A curiously slowly mixing Markov chain
Persi Diaconis, Andrew Lin, Arun Ram
TL;DR
This paper analyzes the Burnside process on the binary hypercube $C_2^n$, revealing an extreme discrepancy between $\ell^1$ (total-variation) and $\ell^2$ (chi-square) mixing times. It achieves this through an explicit diagonalization of the transition kernel: the nonzero eigenvalues are $\beta_k=\frac{1}{2^{4k}}\binom{2k}{k}^2$ with multiplicities $\binom{n}{2k}$, and corresponding eigenvectors are constructed via lifted discrete Chebyshev polynomials.

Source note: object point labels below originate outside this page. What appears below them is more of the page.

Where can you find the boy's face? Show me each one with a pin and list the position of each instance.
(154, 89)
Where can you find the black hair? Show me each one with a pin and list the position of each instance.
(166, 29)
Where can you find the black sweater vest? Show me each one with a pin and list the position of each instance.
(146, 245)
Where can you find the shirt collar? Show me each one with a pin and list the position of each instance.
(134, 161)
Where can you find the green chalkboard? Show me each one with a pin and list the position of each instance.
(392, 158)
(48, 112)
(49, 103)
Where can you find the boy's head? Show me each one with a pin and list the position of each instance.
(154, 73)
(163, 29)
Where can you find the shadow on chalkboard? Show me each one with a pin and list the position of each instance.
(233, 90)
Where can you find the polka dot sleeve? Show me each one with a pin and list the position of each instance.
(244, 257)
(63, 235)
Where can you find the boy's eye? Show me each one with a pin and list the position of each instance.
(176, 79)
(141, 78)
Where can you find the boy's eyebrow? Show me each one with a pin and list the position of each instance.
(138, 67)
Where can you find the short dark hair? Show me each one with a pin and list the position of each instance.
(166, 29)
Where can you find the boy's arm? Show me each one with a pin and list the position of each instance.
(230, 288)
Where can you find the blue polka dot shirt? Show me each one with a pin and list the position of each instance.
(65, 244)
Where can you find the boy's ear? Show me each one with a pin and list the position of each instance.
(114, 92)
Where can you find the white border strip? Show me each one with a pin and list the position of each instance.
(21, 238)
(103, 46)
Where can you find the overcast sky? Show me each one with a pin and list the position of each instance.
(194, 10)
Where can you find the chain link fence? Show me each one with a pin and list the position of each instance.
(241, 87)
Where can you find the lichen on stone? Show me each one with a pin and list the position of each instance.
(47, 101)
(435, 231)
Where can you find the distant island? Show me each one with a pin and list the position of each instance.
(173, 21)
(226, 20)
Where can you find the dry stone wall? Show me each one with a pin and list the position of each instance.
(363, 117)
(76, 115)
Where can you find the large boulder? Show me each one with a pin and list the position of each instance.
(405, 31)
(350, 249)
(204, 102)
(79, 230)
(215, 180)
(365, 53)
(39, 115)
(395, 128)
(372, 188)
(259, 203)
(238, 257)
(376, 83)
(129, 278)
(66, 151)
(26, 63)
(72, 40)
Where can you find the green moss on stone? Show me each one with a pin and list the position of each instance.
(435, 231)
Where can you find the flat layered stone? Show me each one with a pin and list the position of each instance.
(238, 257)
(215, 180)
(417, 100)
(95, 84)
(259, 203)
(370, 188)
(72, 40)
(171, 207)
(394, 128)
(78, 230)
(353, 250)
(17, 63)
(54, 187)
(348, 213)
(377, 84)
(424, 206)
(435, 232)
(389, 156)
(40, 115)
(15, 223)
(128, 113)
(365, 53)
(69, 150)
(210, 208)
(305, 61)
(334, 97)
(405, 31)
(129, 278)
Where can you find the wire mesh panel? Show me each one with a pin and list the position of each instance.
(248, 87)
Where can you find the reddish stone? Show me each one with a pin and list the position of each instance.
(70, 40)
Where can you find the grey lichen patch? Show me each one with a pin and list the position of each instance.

The authors prove that, for most starting states, the $\ell^2$ mixing time scales as $\Theta\left(\frac{n}{\log n}\right)$, whereas starting from the all-zeros state yields rapid $\ell^2$ convergence; in contrast, $\ell^1$ mixing is bounded by a constant for all starting states. They also demonstrate the lumping structure that reduces the analysis to orbits and discuss extensions to $C_k^n$, highlighting both similarities and substantial challenges beyond the binary case. The work provides sharp qualitative and quantitative insights into how spectral structure and symmetry govern mixing across norms, with implications for related Markov chains and sampling algorithms.
Abstract
We study a Markov chain with very different mixing rates depending on how mixing is measured. The chain is the "Burnside process on the hypercube $C_2^n$." Started at the all-zeros state, it mixes in a bounded number of steps, no matter how large $n$ is, in $\ell^1$ and in $\ell^2$. And started at general $x$, it mixes in at most $\log n$ steps in $\ell^1$. But, in $\ell^2$, it takes $\frac{n}{\log n}$ steps for most starting $x$. The $\ell^2$ mixing results follow from an explicit diagonalization of the Markov chain into binomial-coefficient-valued eigenvectors.